But he waited. The telephone soon told him the men were out on duty, the cars marked, all the necessary things done, and nearly three quarters of their assigned numbers on hand.
“Good,” he said.
His fingers drummed the table, his friendly eyes, narrowed with thought, looked unnoticing from his borrowed office on the top floor of the school.
Then his unseeing eyes were seeing, seeing too well, too much. The Light gushed over the trees. The view turned white; only degrees of whiteness existed anywhere outdoors. His retina beheld a scene like a positive negative lifted up to the naked sun, a scene of trees and roofs and the front of the tall hospital, Crystal Lake and more trees, more snow-clad grounds beyond, white, brilliant, one step from transparency.
“Duck, everybody!” he had bellowed at the empty room.
He shoved back his chair, fell on his face, crawled beneath the desk.
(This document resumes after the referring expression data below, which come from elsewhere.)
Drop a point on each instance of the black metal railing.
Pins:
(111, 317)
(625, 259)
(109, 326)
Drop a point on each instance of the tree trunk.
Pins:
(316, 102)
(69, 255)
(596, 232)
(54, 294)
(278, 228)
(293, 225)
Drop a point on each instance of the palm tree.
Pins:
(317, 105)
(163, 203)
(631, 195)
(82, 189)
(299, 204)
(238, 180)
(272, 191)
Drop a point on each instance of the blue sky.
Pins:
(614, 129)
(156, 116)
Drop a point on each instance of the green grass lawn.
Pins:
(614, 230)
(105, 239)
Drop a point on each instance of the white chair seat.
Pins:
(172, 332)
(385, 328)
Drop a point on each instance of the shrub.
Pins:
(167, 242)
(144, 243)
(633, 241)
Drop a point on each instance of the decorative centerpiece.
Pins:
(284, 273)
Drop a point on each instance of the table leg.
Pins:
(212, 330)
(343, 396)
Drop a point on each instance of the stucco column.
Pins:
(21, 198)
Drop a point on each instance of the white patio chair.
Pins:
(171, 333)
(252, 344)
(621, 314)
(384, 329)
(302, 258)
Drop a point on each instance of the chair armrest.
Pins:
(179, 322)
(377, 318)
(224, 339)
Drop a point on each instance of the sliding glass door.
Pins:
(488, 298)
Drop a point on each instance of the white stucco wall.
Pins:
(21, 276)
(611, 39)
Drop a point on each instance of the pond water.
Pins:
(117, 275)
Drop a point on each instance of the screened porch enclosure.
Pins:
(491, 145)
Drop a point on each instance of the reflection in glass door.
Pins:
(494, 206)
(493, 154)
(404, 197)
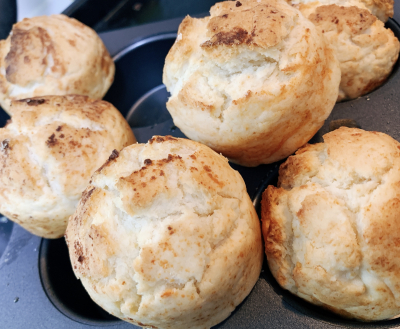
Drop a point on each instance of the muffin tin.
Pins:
(37, 286)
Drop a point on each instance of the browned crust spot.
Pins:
(51, 141)
(4, 145)
(236, 36)
(86, 195)
(333, 17)
(34, 102)
(113, 156)
(160, 139)
(262, 25)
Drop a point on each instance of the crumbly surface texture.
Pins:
(166, 236)
(254, 81)
(366, 50)
(332, 227)
(53, 55)
(382, 9)
(48, 153)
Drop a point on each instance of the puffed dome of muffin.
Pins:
(166, 236)
(254, 81)
(53, 55)
(366, 50)
(48, 153)
(332, 227)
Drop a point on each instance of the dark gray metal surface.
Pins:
(23, 300)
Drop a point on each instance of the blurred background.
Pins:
(101, 15)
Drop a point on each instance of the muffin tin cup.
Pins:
(39, 283)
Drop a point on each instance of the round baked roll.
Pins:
(48, 153)
(254, 81)
(332, 227)
(166, 236)
(53, 55)
(366, 50)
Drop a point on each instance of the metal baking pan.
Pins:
(37, 285)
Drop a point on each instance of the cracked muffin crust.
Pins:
(254, 81)
(366, 50)
(166, 236)
(332, 227)
(53, 55)
(48, 153)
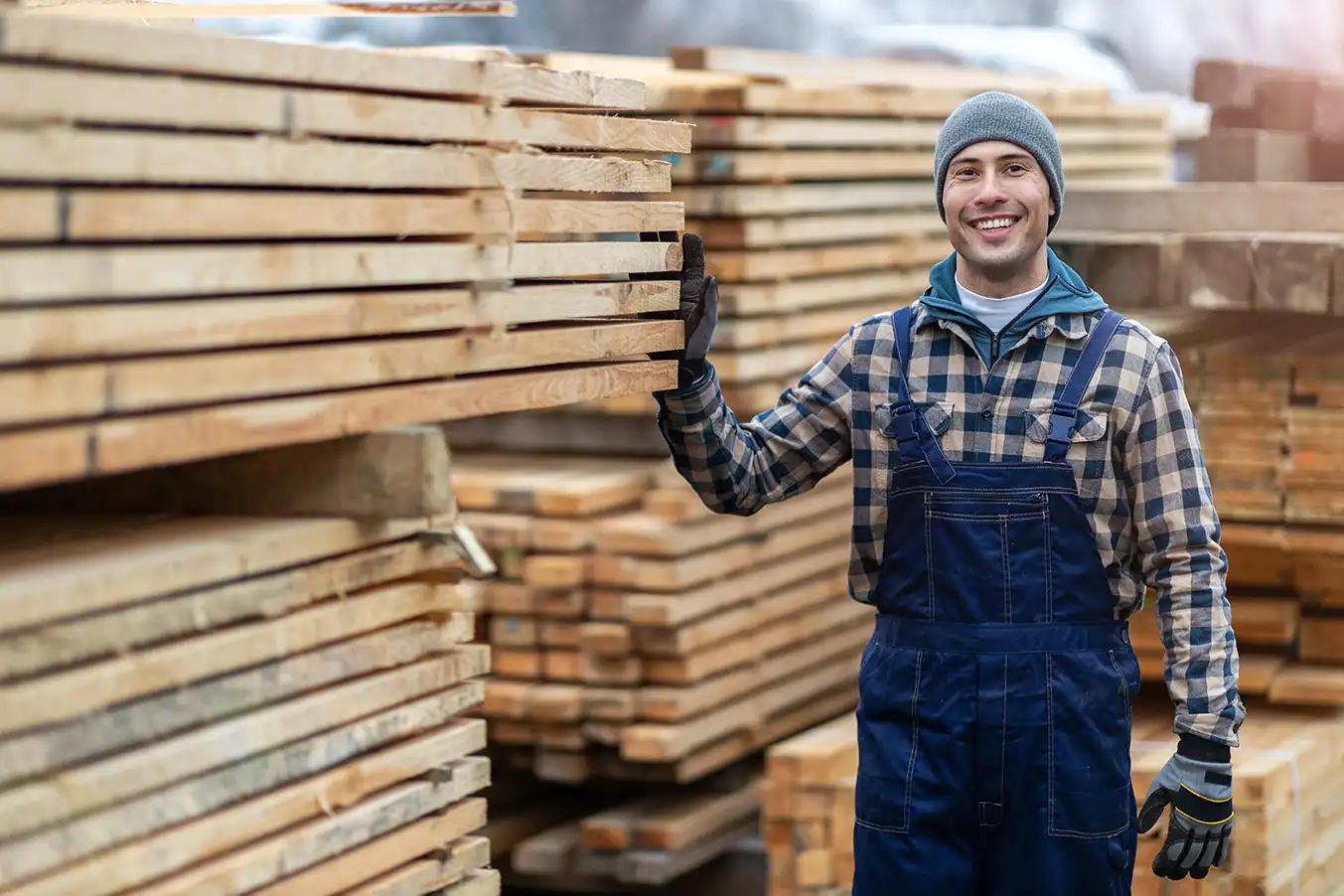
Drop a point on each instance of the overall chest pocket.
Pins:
(937, 418)
(988, 556)
(1088, 445)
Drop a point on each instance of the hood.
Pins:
(1065, 293)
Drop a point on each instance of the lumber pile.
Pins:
(810, 182)
(639, 637)
(1215, 261)
(629, 841)
(255, 682)
(1270, 430)
(242, 285)
(1289, 834)
(194, 265)
(1269, 122)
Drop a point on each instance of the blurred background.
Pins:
(1142, 48)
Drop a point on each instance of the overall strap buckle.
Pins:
(1063, 415)
(910, 425)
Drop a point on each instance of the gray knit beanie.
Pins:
(1000, 115)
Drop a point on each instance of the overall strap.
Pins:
(1063, 415)
(912, 429)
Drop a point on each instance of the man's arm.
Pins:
(739, 468)
(1183, 560)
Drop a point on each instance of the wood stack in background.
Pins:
(240, 285)
(1241, 278)
(650, 649)
(1269, 122)
(203, 265)
(1289, 781)
(811, 183)
(270, 697)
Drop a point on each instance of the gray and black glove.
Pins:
(699, 311)
(1199, 830)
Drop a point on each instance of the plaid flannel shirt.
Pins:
(1135, 454)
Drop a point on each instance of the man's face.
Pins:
(997, 203)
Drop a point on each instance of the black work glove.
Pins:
(697, 309)
(1200, 825)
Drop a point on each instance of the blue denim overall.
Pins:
(996, 692)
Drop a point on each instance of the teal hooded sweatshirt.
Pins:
(1065, 293)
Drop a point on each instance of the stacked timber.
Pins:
(1289, 777)
(810, 180)
(1269, 122)
(650, 649)
(194, 263)
(240, 286)
(255, 679)
(627, 839)
(1241, 279)
(637, 636)
(1270, 429)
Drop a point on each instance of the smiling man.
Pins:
(1026, 468)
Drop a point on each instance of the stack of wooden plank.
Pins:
(1289, 835)
(637, 636)
(242, 284)
(1269, 427)
(628, 841)
(1269, 122)
(216, 244)
(810, 182)
(1248, 254)
(254, 679)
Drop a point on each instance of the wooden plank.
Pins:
(757, 232)
(61, 567)
(398, 473)
(787, 263)
(121, 387)
(56, 454)
(1204, 207)
(75, 41)
(183, 325)
(117, 728)
(75, 862)
(118, 778)
(157, 271)
(80, 690)
(73, 216)
(39, 94)
(775, 64)
(779, 132)
(796, 199)
(65, 155)
(461, 860)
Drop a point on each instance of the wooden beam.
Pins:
(122, 46)
(39, 94)
(48, 456)
(62, 274)
(137, 385)
(73, 216)
(396, 473)
(1206, 207)
(45, 335)
(68, 155)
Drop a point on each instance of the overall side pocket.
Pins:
(1089, 716)
(889, 738)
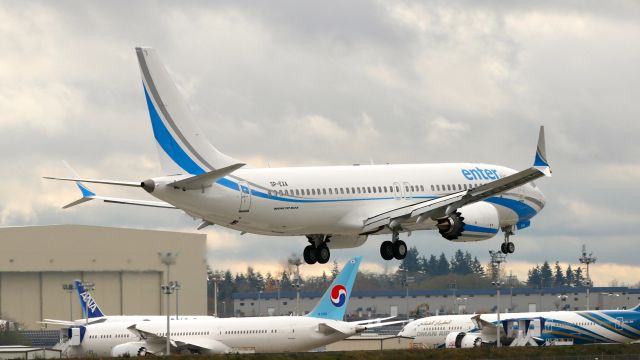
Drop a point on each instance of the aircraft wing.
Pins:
(180, 342)
(337, 327)
(445, 205)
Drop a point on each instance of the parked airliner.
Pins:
(333, 206)
(93, 314)
(210, 335)
(578, 327)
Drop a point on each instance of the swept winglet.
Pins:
(333, 303)
(90, 308)
(540, 161)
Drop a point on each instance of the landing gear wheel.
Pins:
(323, 254)
(399, 250)
(386, 250)
(310, 254)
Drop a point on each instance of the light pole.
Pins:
(216, 279)
(69, 289)
(295, 261)
(176, 286)
(88, 286)
(453, 287)
(168, 259)
(497, 284)
(460, 301)
(278, 303)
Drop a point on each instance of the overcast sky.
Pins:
(290, 83)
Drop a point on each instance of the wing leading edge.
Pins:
(445, 205)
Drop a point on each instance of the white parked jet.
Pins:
(93, 314)
(323, 325)
(333, 206)
(578, 327)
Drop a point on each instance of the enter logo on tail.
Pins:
(338, 295)
(91, 304)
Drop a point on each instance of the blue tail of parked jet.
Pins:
(334, 302)
(90, 308)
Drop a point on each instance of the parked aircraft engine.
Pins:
(457, 340)
(478, 221)
(130, 349)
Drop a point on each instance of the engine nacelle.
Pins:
(478, 221)
(130, 349)
(458, 340)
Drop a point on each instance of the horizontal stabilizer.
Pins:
(94, 181)
(205, 180)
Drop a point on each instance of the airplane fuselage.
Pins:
(336, 199)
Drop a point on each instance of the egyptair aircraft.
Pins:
(332, 206)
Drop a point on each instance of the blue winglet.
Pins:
(85, 190)
(540, 162)
(333, 303)
(87, 303)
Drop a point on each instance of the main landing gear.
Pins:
(318, 251)
(507, 247)
(395, 248)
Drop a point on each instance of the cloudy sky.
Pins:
(290, 83)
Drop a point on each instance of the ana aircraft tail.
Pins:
(182, 146)
(90, 308)
(333, 303)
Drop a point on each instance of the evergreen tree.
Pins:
(461, 263)
(442, 268)
(335, 270)
(476, 267)
(546, 276)
(533, 277)
(558, 276)
(410, 262)
(432, 266)
(569, 277)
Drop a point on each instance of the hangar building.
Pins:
(35, 262)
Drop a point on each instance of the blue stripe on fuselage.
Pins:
(168, 143)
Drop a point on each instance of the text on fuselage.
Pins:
(480, 174)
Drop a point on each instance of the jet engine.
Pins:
(457, 340)
(130, 349)
(478, 221)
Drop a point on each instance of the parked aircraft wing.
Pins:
(205, 180)
(445, 205)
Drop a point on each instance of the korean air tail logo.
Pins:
(338, 295)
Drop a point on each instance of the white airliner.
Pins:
(333, 206)
(536, 328)
(323, 325)
(93, 314)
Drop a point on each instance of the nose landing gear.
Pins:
(317, 251)
(507, 247)
(395, 248)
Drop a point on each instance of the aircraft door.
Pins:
(406, 187)
(245, 196)
(397, 191)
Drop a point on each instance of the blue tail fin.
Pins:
(334, 302)
(87, 303)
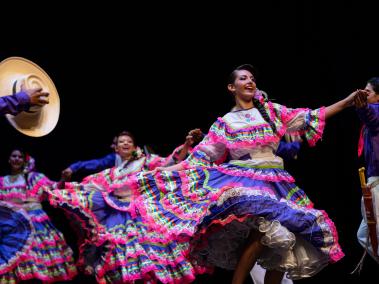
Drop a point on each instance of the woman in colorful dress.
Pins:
(120, 246)
(248, 209)
(47, 257)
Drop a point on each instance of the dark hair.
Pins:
(126, 133)
(26, 174)
(374, 82)
(256, 102)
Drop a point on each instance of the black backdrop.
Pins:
(161, 74)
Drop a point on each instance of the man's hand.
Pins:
(37, 97)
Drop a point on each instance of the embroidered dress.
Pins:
(46, 256)
(127, 248)
(217, 205)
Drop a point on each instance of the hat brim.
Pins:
(38, 121)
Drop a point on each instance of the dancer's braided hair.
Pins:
(256, 102)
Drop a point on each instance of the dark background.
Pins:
(160, 74)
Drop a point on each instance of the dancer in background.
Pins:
(367, 106)
(48, 258)
(122, 246)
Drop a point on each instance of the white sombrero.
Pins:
(37, 121)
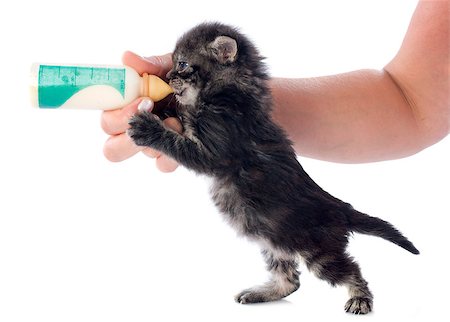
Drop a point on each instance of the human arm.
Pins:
(371, 115)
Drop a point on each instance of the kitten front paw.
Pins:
(145, 128)
(250, 296)
(259, 294)
(359, 305)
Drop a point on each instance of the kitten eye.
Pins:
(182, 66)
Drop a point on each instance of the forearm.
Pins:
(355, 117)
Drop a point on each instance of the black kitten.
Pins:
(225, 105)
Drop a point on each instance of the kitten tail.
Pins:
(365, 224)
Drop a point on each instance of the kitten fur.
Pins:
(224, 105)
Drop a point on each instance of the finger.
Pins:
(120, 147)
(154, 65)
(166, 164)
(116, 121)
(173, 123)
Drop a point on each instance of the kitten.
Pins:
(224, 106)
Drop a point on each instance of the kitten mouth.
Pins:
(179, 92)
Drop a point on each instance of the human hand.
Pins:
(119, 145)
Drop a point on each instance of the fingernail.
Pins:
(145, 105)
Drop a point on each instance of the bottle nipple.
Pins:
(155, 88)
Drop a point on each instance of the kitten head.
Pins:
(209, 55)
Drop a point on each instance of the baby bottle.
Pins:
(92, 86)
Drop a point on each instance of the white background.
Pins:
(83, 239)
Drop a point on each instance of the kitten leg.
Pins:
(284, 280)
(343, 270)
(148, 130)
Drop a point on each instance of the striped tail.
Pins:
(365, 224)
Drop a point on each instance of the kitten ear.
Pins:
(224, 49)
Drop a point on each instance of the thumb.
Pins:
(153, 65)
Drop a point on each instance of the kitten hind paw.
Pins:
(359, 305)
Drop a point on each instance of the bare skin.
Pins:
(361, 116)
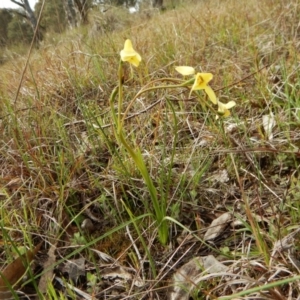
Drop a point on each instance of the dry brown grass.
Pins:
(58, 167)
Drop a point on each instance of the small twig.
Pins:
(30, 50)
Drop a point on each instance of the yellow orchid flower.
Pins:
(223, 108)
(185, 70)
(201, 81)
(129, 54)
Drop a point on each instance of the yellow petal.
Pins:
(223, 108)
(129, 54)
(211, 94)
(201, 80)
(185, 70)
(128, 46)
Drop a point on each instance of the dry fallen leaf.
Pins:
(16, 269)
(217, 226)
(190, 274)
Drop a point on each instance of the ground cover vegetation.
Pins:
(156, 160)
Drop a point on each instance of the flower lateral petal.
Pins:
(129, 54)
(211, 94)
(185, 70)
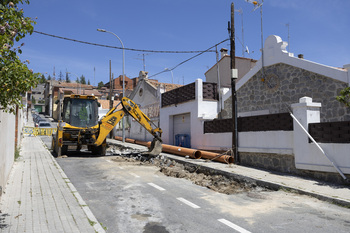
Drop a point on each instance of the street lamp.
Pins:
(103, 30)
(172, 75)
(77, 79)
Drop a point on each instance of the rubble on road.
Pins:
(218, 183)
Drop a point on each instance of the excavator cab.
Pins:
(80, 112)
(80, 125)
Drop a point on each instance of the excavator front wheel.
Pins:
(99, 150)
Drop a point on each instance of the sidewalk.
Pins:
(336, 194)
(39, 197)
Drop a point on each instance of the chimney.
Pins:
(347, 66)
(223, 52)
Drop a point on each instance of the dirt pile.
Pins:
(171, 168)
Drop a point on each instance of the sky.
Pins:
(318, 29)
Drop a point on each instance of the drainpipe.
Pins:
(234, 77)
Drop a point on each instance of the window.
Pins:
(84, 113)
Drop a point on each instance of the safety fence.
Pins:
(34, 131)
(271, 122)
(330, 132)
(188, 92)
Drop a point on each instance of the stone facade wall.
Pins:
(272, 162)
(283, 85)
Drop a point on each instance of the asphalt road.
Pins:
(135, 198)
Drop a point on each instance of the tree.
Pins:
(60, 77)
(82, 79)
(67, 78)
(344, 96)
(100, 85)
(15, 77)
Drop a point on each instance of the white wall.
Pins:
(7, 145)
(275, 52)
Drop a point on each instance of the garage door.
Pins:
(182, 126)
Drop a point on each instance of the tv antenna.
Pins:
(143, 59)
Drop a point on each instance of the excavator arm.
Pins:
(111, 119)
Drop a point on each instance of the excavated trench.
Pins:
(194, 173)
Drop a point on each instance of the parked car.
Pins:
(39, 121)
(44, 124)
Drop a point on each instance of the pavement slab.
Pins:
(37, 197)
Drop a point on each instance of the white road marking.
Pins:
(188, 203)
(133, 174)
(156, 186)
(232, 225)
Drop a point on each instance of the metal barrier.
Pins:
(34, 131)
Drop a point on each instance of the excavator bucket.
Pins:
(155, 148)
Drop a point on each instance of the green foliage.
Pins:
(60, 77)
(67, 78)
(15, 77)
(42, 79)
(17, 151)
(344, 96)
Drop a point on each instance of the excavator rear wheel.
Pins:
(99, 150)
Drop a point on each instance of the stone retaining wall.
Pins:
(286, 164)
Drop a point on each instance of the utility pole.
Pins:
(110, 92)
(234, 76)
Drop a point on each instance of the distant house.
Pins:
(38, 97)
(223, 69)
(61, 89)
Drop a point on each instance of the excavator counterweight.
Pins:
(79, 125)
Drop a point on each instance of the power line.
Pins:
(115, 47)
(189, 59)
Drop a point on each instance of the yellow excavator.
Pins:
(79, 125)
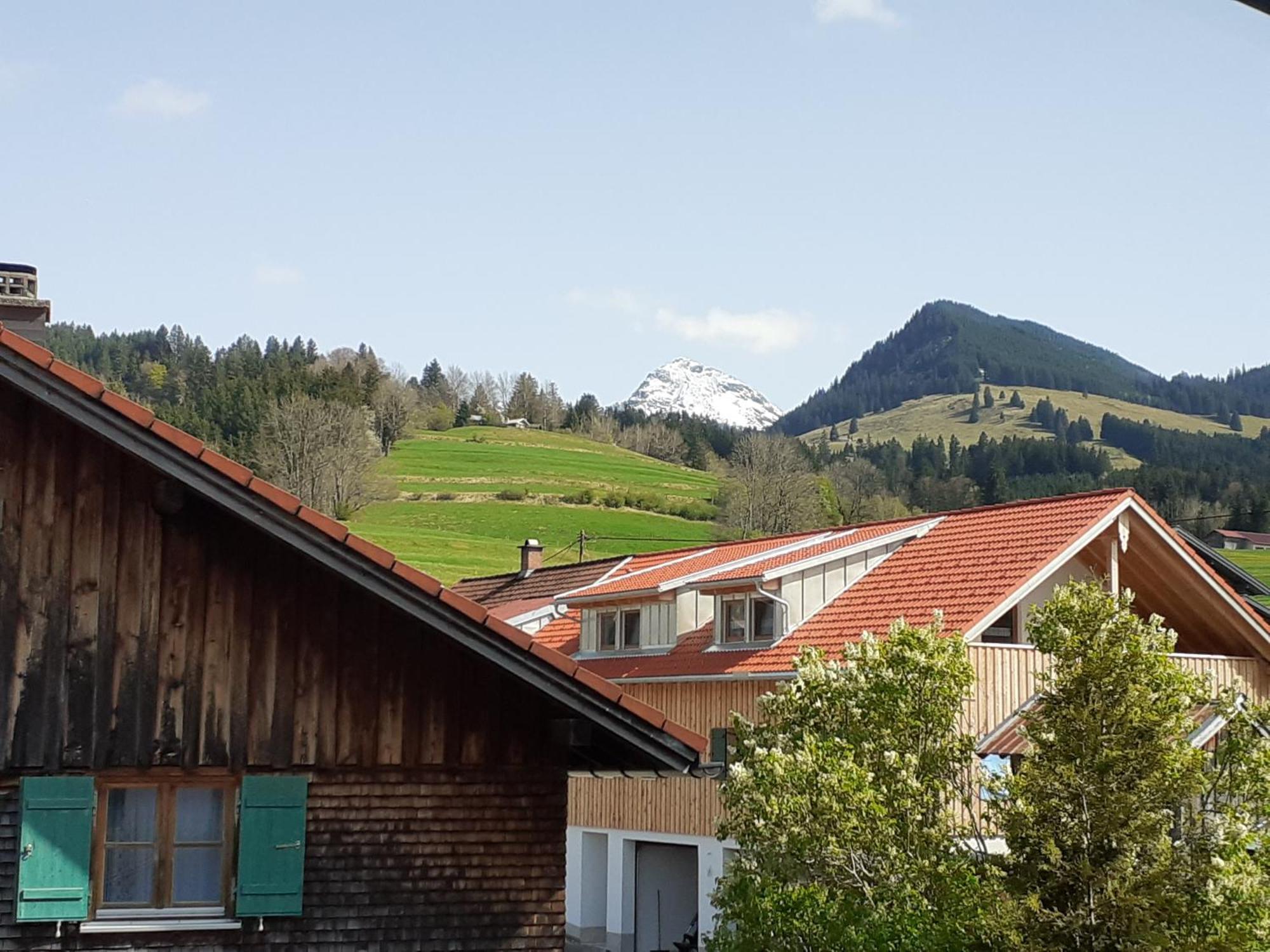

The fist struck the building. It lurched. Steel-hard air ripped part of the roof away, went around walls, closed beyond and, driving and sucking, took the windows on one side across the schoolrooms to shatter and cascade along the walls, flung the rest out in the day, horizontally in the velocities, the temperatures, the glare.
Henry got up, looked at a crack through which the sky showed, watched plaster dribble, heard bricks cataract into the yard, stamped on a firebrand that dropped in the room, stared at the unglassed windows, noted by the scene beyond how the last flare of the fireball was vanishing.
Still it imbued with livid light a cityscape that seemed disorderly now and heaving, that had begun to show sudden smokes.
He was all right. And people, scared, moving weakly, were coming back from a corridor where every electric bulb had gone out.
“There’s a fire downstairs,” someone said.